Open Forum Infectious Diseases ◽

10.1093/ofid/ofz359.118 ◽

2019 ◽

Vol 6 (Supplement_2) ◽

pp. S54-S54

Author(s):

Ron Dagan ◽

Shalom Ben-Shimol ◽

Rachel Benisty ◽

Gili Regev-Yochay ◽

Merav Ron ◽

...

Keyword(s):

Population Structure ◽

Jewish Population ◽

Pneumococcal Disease ◽

Large Scale ◽

Evolutionary Dynamics ◽

Fold Increase ◽

Population Based ◽

Whole Genome ◽

Single Strain ◽

The Uk

Abstract Background IPD caused by Sp2 (non-PCV13 serotype) is relatively rare. However, Sp2 has a high potential for causing IPD including meningitis. Large-scale outbreaks of Sp2 IPD are rare and were not reported post-PCV implementation. We describe Sp2 IPD outbreak in Israel, in the PCV13 era, caused by a novel clone. Additionally, we analyzed the population structure and evolutionary dynamics of Sp2 during 2006–2018. Methods An ongoing, population-based, nationwide active surveillance, conducted since July 2009. PCV7/PCV13 were implemented in Israel in July 2009 and November 2010, respectively.
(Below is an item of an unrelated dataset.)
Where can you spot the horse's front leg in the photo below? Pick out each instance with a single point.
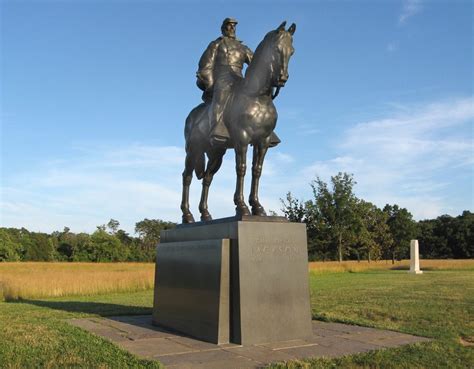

All isolates were tested for antimicrobial susceptibility, PFGE, MLST and whole-genome sequencing (WGS). Results. Overall, 173 Sp2 IPD cases were identified; all isolates were analyzed by MLST (Figure 1). During 2016–2017, Sp2 caused 7.6% of all-IPD, a 7-fold increase compared with 2006–2015, and ranked second (after serotype 12F causing 12%) among IPD isolates. During 2006–2015, 98% (40/41) Sp2 IPD were caused by the previously reported global ST-1504 clone. The outbreak was caused by a novel clone ST-13578, not previously reported (Figure 2). WGS analysis confirmed that ST-13578 was related, but genetically distinct from ST-1504, observed exclusively before the outbreak. A single strain of clone ST-74 previously globally reported was identified in 2017–2018. An additional case was identified in an adult in the UK, following a family visit from Israel. The ST-13578 clone was identified only in the Jewish population and was mainly distributed in 3 of the 7 Israeli districts. All tested strains were penicillin-susceptible (MIC < 0.06 μg/mL). Conclusion To the best of our knowledge, this is the first widespread Sp2 outbreak since PCV13 introduction worldwide, caused by a novel clone ST-13578. The outbreak is still ongoing, although a declining trend was noted since 2017. Disclosures All Authors: No reported Disclosures.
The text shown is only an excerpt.